Au contact des gauchos, et notamment de Théo, un ancien salarié de l’estancia Rio Mitre, la jeune Française change de rythme de vie. “Quand je suis arrivée à l’estancia, je me suis retrouvée seule face à moi-même. J’ai eu énormément de temps libre. J’observais, je me baladais, savourais le silence. Si tu n’es pas en contact avec la nature, tu ne peux pas vivre ici !” En avril 2015, le rude hiver patagonien approche. Théo est malade et ne peut plus veiller sur l’estancia. Une place est à prendre, la jeune femme la saisit. Marina passe quatre mois seule à s’occuper des chèvres, des cochons et à aider les animaux qui mettent bas. “La première semaine, je me suis demandé ce que je foutais là! rit-elle. Esteban passait me voir de temps en temps mais il n’est pas très bavard… C’était une période de grosse introspection.”
“Rien ne m’a autant touchée que la vie et les gens en Patagonie.”
Aujourd’hui, Marina Calhoun est partagée entre plusieurs rêves. D’un côté, rester en Patagonie et développer l’estancia. De l’autre, continuer à voyager. Son petit ami hésite lui aussi entre plusieurs voies. “La vie ici est très difficile, très chère aussi. Tu ne peux pas te permettre d’aller au resto, tu ne peux pas aller au ciné parce qu’il n’y en a pas.” Pour arriver à joindre les deux bouts, Marina Calhoun donne également des cours à l’Alliance française de El Calafate. Une grande partie de son argent, elle le dépense pour ses chevaux. Très attachée à la cause animale, la jeune femme ne se sent pas toujours comprise parmi les gauchos. “C’est parfois très dur émotionnellement d’être témoin de violences envers les animaux, les chevaux notamment. Un gaucho a même tué un guanaco (Ndlr:sorte de lama sauvage vivant dans les Andes) que nous avions domestiqué parce qu’il devenait trop dangereux.”

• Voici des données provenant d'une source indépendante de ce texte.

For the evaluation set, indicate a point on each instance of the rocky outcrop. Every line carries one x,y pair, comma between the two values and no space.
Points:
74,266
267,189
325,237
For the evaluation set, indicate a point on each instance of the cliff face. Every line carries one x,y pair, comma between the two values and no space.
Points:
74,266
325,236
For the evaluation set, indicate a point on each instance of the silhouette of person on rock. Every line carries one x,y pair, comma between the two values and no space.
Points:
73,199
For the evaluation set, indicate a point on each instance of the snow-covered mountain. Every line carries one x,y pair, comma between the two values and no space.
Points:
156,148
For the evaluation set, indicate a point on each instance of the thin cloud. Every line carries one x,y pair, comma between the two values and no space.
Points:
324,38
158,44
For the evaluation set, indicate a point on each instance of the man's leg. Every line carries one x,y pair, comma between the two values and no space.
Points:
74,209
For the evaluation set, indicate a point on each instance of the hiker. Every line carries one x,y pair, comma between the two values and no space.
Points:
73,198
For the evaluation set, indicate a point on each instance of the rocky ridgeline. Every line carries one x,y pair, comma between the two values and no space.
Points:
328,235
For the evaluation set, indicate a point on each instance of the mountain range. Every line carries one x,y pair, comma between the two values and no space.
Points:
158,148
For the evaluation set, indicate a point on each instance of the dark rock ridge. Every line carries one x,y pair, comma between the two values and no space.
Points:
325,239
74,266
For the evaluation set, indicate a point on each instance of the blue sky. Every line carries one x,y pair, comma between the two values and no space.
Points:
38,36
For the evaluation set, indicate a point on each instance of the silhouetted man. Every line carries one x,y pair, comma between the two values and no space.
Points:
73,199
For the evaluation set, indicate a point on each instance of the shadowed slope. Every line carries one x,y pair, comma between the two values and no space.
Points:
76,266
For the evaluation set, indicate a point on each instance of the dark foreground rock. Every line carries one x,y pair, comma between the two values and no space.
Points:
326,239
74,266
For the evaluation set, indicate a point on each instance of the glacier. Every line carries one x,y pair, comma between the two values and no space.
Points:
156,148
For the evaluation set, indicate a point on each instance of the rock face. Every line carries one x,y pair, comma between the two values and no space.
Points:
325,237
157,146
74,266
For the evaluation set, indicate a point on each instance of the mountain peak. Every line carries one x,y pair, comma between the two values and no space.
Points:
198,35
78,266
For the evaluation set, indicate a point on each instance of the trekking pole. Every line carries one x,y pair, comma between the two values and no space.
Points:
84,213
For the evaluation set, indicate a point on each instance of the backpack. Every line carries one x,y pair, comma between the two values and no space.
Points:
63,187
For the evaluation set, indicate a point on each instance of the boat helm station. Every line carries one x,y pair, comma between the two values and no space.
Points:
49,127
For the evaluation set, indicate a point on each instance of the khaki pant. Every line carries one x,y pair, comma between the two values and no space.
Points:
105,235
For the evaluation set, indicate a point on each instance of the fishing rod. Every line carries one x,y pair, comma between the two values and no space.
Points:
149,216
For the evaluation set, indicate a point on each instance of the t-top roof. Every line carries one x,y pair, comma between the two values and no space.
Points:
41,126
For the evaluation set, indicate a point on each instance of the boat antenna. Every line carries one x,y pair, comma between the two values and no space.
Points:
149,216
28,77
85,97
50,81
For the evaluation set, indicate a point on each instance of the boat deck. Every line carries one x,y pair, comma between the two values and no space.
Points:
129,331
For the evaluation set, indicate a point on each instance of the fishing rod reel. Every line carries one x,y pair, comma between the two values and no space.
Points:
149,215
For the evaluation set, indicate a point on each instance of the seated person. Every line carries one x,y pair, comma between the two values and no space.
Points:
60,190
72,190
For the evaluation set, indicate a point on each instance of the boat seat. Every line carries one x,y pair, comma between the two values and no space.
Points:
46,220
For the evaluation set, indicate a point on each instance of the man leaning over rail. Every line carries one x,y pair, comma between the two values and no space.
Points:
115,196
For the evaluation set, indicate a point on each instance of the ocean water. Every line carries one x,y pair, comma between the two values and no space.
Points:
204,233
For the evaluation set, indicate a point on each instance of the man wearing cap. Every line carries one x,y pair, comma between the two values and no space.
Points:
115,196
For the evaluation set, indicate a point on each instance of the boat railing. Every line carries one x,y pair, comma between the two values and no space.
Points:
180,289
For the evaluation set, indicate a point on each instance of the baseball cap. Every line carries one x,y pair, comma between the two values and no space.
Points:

En juin, la jeune femme reprend la route pour la Colombie, d’où elle voudrait rejoindre le Mexique, et pourquoi pas les États-Unis où habite sa tante. Reviendra-t-elle en Patagonie? “Je pense que oui. Rien ne m’a autant touchée que la vie et les gens ici.” Pour l’instant, la jeune femme n’a pas pris de billet retour. Alors que Simone de Beauvoir se demandait “À quoi bon voyager ? on ne se quitte jamais”, l’histoire de Marina Calhoun semble lui répondre: pour se retrouver.